Real analysis is a branch of mathematics that deals with the set of real numbers and the functions defined on them. It includes the rigorous study of limits, continuity, differentiation, integration, and sequences of functions. Understanding real analysis is crucial for grasping many concepts in mathematics, especially those concerning infinite processes and the precise definitions of mathematical objects.

One of the fundamental concepts in real analysis is the idea of a limit, which is foundational in defining derivatives and integrals, as it allows mathematicians to discuss quantities that approach a specific value.

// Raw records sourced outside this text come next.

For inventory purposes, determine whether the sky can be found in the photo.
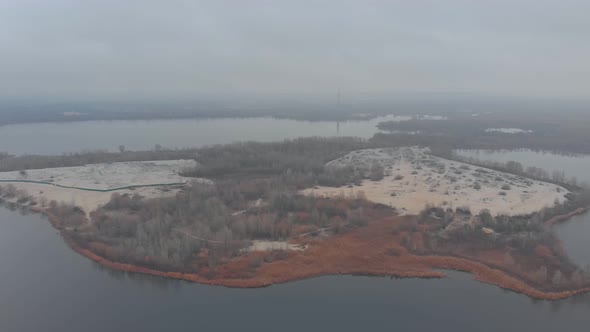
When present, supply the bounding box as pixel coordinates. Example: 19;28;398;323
0;0;590;100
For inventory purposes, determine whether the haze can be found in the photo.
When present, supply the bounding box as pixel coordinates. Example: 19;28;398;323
0;0;590;100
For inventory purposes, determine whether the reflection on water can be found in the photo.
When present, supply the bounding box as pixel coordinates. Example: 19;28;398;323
0;209;590;332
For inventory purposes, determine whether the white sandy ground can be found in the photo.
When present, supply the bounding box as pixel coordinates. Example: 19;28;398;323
0;160;208;213
0;159;198;190
303;148;568;215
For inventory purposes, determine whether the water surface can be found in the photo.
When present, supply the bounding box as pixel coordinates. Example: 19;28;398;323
0;116;406;154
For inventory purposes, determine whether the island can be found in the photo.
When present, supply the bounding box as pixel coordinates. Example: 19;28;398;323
0;138;590;299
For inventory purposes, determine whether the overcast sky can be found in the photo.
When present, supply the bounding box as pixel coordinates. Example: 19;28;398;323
0;0;590;99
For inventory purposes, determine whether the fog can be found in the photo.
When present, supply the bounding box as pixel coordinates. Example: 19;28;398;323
0;0;590;100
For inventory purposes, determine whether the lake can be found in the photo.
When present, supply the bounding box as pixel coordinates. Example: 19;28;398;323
0;118;590;332
456;150;590;267
0;208;590;332
0;115;402;154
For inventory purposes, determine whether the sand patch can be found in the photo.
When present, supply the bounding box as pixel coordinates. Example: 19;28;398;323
303;148;568;215
0;160;209;213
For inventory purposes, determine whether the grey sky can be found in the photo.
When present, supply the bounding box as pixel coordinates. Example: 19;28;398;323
0;0;590;99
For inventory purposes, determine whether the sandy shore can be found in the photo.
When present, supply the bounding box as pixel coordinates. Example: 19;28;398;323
303;148;568;215
0;160;208;213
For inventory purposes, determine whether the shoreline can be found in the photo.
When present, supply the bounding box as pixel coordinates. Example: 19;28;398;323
31;207;590;300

The tools developed in real analysis are not only essential for mathematical theory but are also widely used in physics, engineering, economics, and other sciences.

Exercises in real analysis typically include proving inequalities or convergence, verifying continuity, and finding derivatives and integrals of real functions. The exercise given involves demonstrating an inequality for the function defined by an integral and exploring its properties using concepts from real analysis, such as inequalities for sine and cosine functions, and the fundamental theorem of calculus.

Mathematical Integration

Mathematical integration is the process of finding the integral of a function, which can be interpreted as the area under a curve or the cumulative sum of values of a function. In the exercise, the function described is an integral, specifically \( f(x) = \int_{x}^{x+1} \sin (e^{t}) dt \).

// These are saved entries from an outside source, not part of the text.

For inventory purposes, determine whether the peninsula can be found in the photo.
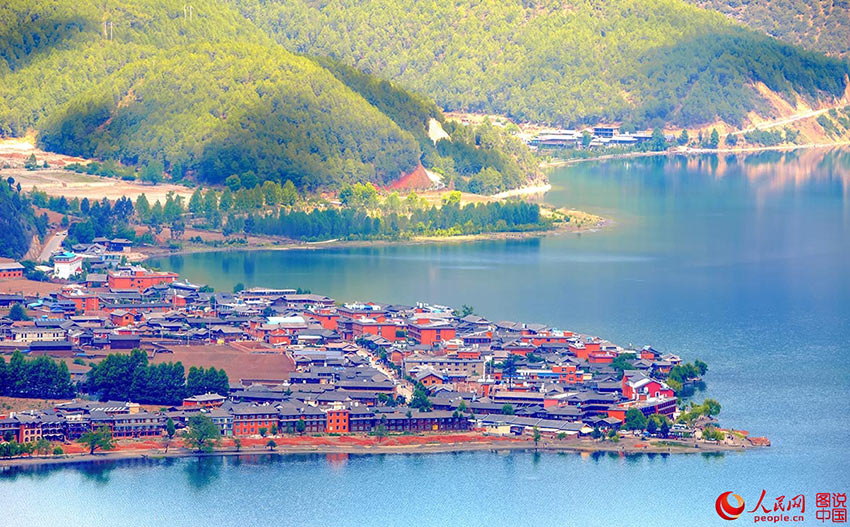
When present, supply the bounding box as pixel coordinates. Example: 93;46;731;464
0;262;769;465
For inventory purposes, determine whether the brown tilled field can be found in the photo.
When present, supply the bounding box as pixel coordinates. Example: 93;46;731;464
151;344;295;382
0;278;62;296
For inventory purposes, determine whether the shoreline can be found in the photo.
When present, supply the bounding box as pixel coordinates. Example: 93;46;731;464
0;438;761;474
540;141;850;168
142;218;614;262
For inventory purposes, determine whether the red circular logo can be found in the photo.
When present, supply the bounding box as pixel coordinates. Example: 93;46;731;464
714;492;744;520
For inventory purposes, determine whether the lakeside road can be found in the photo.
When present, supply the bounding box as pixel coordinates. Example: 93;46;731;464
0;437;762;473
38;231;68;262
540;141;850;168
137;218;614;262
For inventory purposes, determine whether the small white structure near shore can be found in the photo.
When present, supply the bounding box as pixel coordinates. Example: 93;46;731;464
53;252;83;280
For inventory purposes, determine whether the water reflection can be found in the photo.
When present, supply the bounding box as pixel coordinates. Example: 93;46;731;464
183;456;224;490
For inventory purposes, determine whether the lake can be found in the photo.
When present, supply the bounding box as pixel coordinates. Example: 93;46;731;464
0;149;850;525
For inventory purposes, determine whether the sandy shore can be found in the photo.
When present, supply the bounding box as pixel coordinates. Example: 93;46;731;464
139;218;613;261
0;438;758;472
540;141;850;168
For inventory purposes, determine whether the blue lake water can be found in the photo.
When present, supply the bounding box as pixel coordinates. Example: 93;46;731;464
0;150;850;525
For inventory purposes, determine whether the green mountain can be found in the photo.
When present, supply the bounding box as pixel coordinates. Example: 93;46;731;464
688;0;850;57
228;0;850;126
0;179;47;258
0;0;442;188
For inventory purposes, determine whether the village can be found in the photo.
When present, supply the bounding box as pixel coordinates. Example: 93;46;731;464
0;248;769;462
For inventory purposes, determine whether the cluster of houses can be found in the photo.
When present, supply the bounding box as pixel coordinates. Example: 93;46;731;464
51;238;133;280
0;265;692;441
527;125;673;149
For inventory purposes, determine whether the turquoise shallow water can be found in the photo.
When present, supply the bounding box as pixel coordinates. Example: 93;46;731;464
0;150;850;525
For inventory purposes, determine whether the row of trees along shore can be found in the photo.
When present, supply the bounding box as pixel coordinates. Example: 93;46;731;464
0;349;230;405
36;181;553;250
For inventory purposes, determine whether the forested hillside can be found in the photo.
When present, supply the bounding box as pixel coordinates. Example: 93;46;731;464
0;0;439;189
228;0;848;127
688;0;850;57
0;178;47;258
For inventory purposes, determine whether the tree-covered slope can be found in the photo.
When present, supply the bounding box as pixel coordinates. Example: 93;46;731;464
40;43;420;188
688;0;850;57
228;0;848;126
0;0;439;188
0;179;42;258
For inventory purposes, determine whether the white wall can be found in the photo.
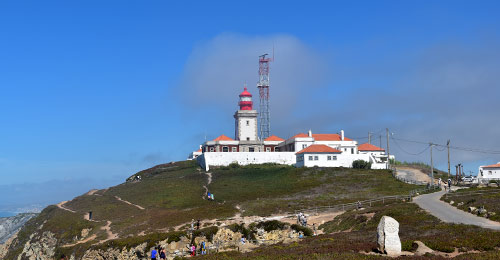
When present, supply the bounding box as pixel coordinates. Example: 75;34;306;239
196;152;296;171
477;167;500;179
297;152;387;169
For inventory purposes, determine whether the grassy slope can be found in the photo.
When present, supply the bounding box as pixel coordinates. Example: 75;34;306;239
196;203;500;260
441;187;500;221
7;161;426;259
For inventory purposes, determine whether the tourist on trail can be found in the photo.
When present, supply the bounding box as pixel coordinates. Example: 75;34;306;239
151;247;158;260
200;241;207;255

Integration is a cornerstone of calculus and comes in two main flavors: indefinite integration, which finds a general form of antiderivatives; and definite integration, which calculates the net area between the function and the x-axis over a given interval. The given function is an example of definite integration, where the limits of integration are dependent on the variable \( x \), giving rise to what's known as a parameterized integral.

One of the critical techniques used in evaluating integrals, especially those that involve parameters, is Leibniz's rule. It allows us to differentiate under the integral sign when the limits of integration are not constants. This rule forms the cornerstone of solving the exercise at hand and shows how subtle changes in integration limits affect the resulting function.

Fundamental Theorem of Calculus

The fundamental theorem of calculus plays a pivotal role in connecting differentiation and integration, two core operations in calculus. It is divided into two parts, with the first part establishing that every continuous function has an antiderivative and the second part, which states that the definite integral of a function over a specific interval can be computed using any one of its antiderivatives.

The first part of the theorem is used in the step-by-step solution to evaluate the function \( f(x) \) as an antiderivative of its derivative \( f'(x) \). The second part comes into play when showing the inequality \( e^{x} |f(x)| < 2 \), by interpreting \( |f(x)| \) as the accumulation of the rates given by \( |f'(t)| \) from 0 to \( x \).

This connection is beautifully illustrated in the exercise and its solution, which uses the fundamental theorem of calculus to bound the value of the function \( |f(x)| \) by integrating its derivative. The theorem is not just a tool for calculating areas but also a profound statement about the nature of mathematical analysis and its applications to understanding properties of functions.